Only one randomized, long-term study regarding the effect of OSA on cardiovascular events has been performed. The recently published Sleep Apnea Cardiovascular Endpoint (SAVE) study reported no effect of CPAP therapy as a secondary prophylactic intervention for prevention of a composite of cardiovascular events [23]. As a secondary endpoint analysis the subgroup of patients adherent to CPAP therapy ≥4 hours per night had a reduced risk of stroke. Most previous studies compare patients adherent to CPAP therapy to non-adherent patients, where several find an increased frequency of cardiovascular mortality among non-adherent patients [2427]. This could be confounded if a lifestyle leading to an increased probability for non-adherence also is associated with a higher comorbidity and unhealthy lifestyle in general, such as smoking. We did not find that non-adherent patients had a more conspicuous comorbidity at baseline than the group of adherent patients which is in accordance with studies comparing cardiovascular events in patients compliant and non-compliant to CPAP therapy [24,25,27].
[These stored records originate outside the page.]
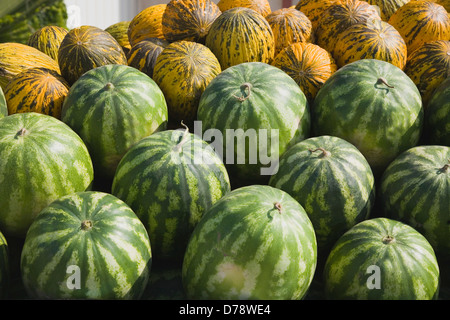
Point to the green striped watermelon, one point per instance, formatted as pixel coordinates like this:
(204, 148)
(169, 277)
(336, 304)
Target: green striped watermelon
(437, 115)
(112, 107)
(415, 189)
(86, 245)
(3, 105)
(333, 182)
(170, 179)
(381, 259)
(256, 242)
(41, 160)
(375, 106)
(255, 112)
(4, 267)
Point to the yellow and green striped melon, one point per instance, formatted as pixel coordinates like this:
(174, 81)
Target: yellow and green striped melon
(147, 24)
(54, 162)
(421, 21)
(17, 57)
(189, 20)
(48, 39)
(387, 7)
(428, 66)
(143, 54)
(314, 9)
(182, 71)
(289, 25)
(241, 35)
(85, 48)
(37, 90)
(119, 31)
(371, 40)
(308, 64)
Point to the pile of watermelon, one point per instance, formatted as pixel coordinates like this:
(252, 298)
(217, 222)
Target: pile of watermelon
(227, 151)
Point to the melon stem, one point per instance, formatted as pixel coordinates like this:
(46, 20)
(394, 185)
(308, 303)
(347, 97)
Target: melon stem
(445, 168)
(383, 81)
(277, 206)
(86, 225)
(247, 86)
(325, 153)
(183, 139)
(388, 239)
(22, 132)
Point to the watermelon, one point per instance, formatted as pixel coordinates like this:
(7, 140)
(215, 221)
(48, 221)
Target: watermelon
(4, 267)
(333, 182)
(437, 115)
(41, 160)
(381, 259)
(257, 102)
(170, 179)
(112, 107)
(3, 105)
(256, 242)
(373, 105)
(415, 189)
(86, 245)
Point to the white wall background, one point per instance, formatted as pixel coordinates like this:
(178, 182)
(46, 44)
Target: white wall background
(103, 13)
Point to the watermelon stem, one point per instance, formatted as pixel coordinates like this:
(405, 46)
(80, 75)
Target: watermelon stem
(22, 132)
(247, 86)
(183, 139)
(325, 153)
(446, 167)
(388, 239)
(109, 86)
(277, 206)
(383, 81)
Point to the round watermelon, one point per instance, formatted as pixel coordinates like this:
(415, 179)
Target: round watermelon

A strength of this study is that all the patients have individual adjustment of the CPAP therapy. Furthermore, there is a considerable follow-up time and detailed baseline data about comorbidity available. We have identified the group of patients, who quit the treatment due to another relevant treatment and have included patients lost to follow-up as non-adherent patients, thereby giving a realistic image of the true non-adherent patients.

The study is retrospective and therefore limited by the impossibility of personally interviewing the patients, who discontinued the treatment due to personal causes. Hence, some aspects could not be described, e.g. alcohol use, psychiatric disease, social position, relationship status (single or non-single) and possible perception of being stigmatized or discomfort from CPAP therapy. These suggestions could not be proved as reasons for non-adherence.

In conclusion, our study includes a large cohort of patients with newly diagnosed OSA. 88% are adherent to the prescribed CPAP therapy after a median follow-up time of 3 years. The severity of OSA evaluated by AHI, subjective daytime sleepiness and non-smoking is independently related to adherence to CPAP therapy.